Iterative clustering algorithm G-DESC-E and pan-cancer key gene analysis based on single-cell sequencing data.
Journal:
Briefings in bioinformatics
Published Date:
Jul 2, 2025
Abstract
Single-cell sequencing technology has profoundly revolutionized the field of cancer genomics, enabling researchers to explore gene expression profiles at the resolution of individual cells. Despite its extensive applications in the study of cancer gene states, pan-cancer analyses remain relatively underexplored. In this study, we propose the G-DESC-E algorithm, which effectively distinguishes dimensionality-reduced data through a grid-based approach, filters out outliers during the preprocessing phase, and employs the Louvain algorithm for prescreening cluster centroids as initial clusters.

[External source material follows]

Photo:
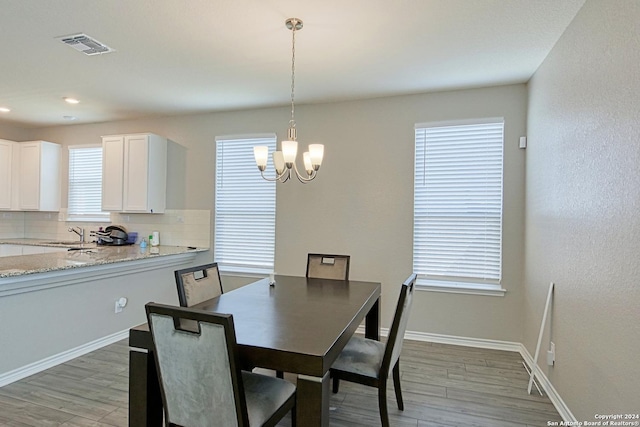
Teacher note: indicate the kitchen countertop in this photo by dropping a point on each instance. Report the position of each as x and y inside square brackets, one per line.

We construct an objective function by integrating label entropy with the Kullback-Leibler divergence formula, achieving final clustering results through iterative optimization. Our findings demonstrate the effectiveness of the G-DESC-E algorithm in enhancing clustering accuracy. By applying our methodology to real-world datasets, we illustrate its capability to identify critical transcriptional features associated with distinct cancer subtypes. Coupled with clustering visualization and gene ontology analysis, we identify over thirty genes potentially related to cancer occurrence and progression. The algorithm and research framework presented in this study pave the way for new directions in clinical research by applying single-cell sequencing technology to the analysis of key genes within the realm of pan-cancer analysis for the first time. This approach offers valuable insights that can inform further clinical investigations.